Table 2 Magnetic resonance imaging characteristics of pituitary macroadenoma and sellar atypical teratoid/rhabdoid tumor (see text for detail).

	Pituitary macroadenoma	Sellar atypical teratoid/rhabdoid tumor
T1	Isointense to brain gray matter	Isointense to brain gray matter
T1 after contrast	Enhancing	Enhancing
T2	Isointense to brain gray matter	Isointense to brain gray matter
Gross suprasellar extension	50%-75%	Approximately 100%
Gross cavernous sinus invasion	50%-75%	97%
Optic chiasm degeneration (T2 hyperintensity)	56%	Absence in limited cases
Optic chiasm thinning	37%	Absence in limited cases
Cavernous sinus remodeling	Common	Unlikely

While the slow growth of pituitary macroadenoma is known to be associated with remodeling of perisellar structures[47-50], sellar AT/RT grows much faster than pituitary macroadenoma and does not allow ample remodeling of the perisellar structures[16,17]. Features of clearly identifiable perisellar structures such as the optic chiasm may help differentiating sellar AT/RT from pituitary macroadenoma. Optic chiasm degeneration and thinning are found in 55% and 37% of pituitary macroadenomas, respectively[47]. Optic chiasm remodeling in sellar AT/RT has not been systemically addressed. In the 3 cases of sellar AT/RT I have personally taken care of, optic chiasm degeneration or thinning was not present[16,17], suggesting absence of optic chiasm remodeling signs on MRI in a patient with a large sellar mass could suggest sellar AT/RT. Similarly, the sella itself is often expanded with or without destruction in pituitary macroadenoma[49,50]. It remains to be systemically studied whether the sella size is indeed unchanged in sellar AT/RT.
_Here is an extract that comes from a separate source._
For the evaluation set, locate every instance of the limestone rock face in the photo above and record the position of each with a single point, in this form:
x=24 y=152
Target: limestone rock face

This minireview on sellar AT/RT has certain limitations. The reviewed sample size is relatively small due to the rarity of sellar AT/RT, which may affect the comprehensiveness and reliability of the findings. Additionally, the study mostly focuses on radiological diagnosis of sellar AT/RT but does not address the natural history and treatment outcomes of this tumor.

CONCLUSION

In summary, primary sellar AT/RT is the most aggressive sellar malignancy and poses grave clinical consequences. Preoperative diagnosis of sellar AT/RT is important for patients and their families and physicians to understand the unfavorable prognosis and to plan management. Currently, imaging features of sellar AT/RT and pituitary macroadenoma largely overlap so that imaging diagnosis of sellar AT/RT is very challenging. Extensive cavernous sinus invasion disproportionate to tumor size may suggest sellar AT/RT. It remains to be explored whether the absence of imaging evidence of remodeling of perisellar structures such as the optic chiasm and cavernous sinus will lead to the diagnosis of sellar AT/RT. For future research, multi-center collaborative studies are recommended to increase the sample size and enhance the statistical power of the findings. Furthermore, incorporating advanced imaging techniques such as functional MRI or positron emission tomography-CT could potentially improve diagnostic accuracy of sellar AT/RT.